The Pensions Regulator should make better use of its powers in order to avoid making the same mistakes as its predecessor the Occupational Pensions Regulatory Authority (Opra), according to The House of Commons Committee of Public Affairs' report The Pensions Regulator: Progress in establishing its new regulatory arrangements.
The report states that although the Pensions Regulator has been given greater powers than Opra to intervene where pension schemes are not governed well, in order to protect members' benefits it has so far been reluctant to use them. "Whilst [the Pensions Regulator] should only use such powers when there is good reason to do so, it must avoid appearing reluctant to use them."

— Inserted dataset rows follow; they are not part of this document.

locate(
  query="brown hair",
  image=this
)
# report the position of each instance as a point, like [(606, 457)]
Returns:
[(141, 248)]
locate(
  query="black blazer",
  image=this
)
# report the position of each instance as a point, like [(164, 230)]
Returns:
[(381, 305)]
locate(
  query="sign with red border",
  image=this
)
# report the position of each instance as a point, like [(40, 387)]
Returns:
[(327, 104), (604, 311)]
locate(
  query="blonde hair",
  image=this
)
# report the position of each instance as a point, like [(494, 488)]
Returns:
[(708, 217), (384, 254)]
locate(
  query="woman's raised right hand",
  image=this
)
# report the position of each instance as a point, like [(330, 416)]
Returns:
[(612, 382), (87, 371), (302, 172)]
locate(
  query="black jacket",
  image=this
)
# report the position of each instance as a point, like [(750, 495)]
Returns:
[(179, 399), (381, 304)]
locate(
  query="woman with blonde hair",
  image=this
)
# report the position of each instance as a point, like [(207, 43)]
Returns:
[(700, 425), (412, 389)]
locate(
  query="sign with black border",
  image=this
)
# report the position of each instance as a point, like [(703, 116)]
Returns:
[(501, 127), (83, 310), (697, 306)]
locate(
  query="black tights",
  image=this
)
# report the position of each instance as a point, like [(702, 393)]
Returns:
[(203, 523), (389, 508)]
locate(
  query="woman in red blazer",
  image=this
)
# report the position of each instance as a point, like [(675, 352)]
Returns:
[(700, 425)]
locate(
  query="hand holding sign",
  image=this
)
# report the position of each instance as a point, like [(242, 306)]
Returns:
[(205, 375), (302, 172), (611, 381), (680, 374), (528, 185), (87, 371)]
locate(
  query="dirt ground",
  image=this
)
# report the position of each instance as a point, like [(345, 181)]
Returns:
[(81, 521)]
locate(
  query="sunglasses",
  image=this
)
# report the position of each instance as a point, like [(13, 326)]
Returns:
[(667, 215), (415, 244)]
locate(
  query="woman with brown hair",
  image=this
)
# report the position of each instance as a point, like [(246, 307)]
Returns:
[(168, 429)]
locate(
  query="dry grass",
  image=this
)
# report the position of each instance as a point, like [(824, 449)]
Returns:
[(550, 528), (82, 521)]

It concluded that the regulator should ensure it treats all pension schemes differently to determine what schemes present the greatest risk. It also said that although the regulator has made good progress reporting on 99% of final salary schemes, it has been inactive in overseeing defined contribution (DC) schemes as it has so far only reported on 32% of DC schemes, which should be addressed.
Helen Dowsey, principal in the benefit solutions division at Aon Consulting, said this is too severe. "The regulator has actually been very active in paying attention to these schemes. Over the last 18 months or so the regulator has issued a series of documents specifically addressing the risks facing members of DC work-based pensions."
The Pensions Regulator is also criticised in the report for not improving the level of understanding scheme members have of DC arrangements. "[The Pensions Regulator] should review with the Financial Services Authority the adequacy of the information provided to members about their likely pensions and work with the Financial Services Authority to fill in any gaps attended," it said.
The regulator has also been recommended to encourage trustees to further make use of its guidance and should be transparent in its decision making.
Liberal Democrat shadow work and pensions secretary Danny Alexander, said: "The Pensions Regulator has made good progress in rebuilding consumer confidence in the pensions market. However, it must now turn its attention to the increasing number of DC schemes which have overtaken final salary schemes.
"Final salary schemes will become increasingly important. The regulator must ensure members are sufficiently protected, without unnecessarily over-regulation.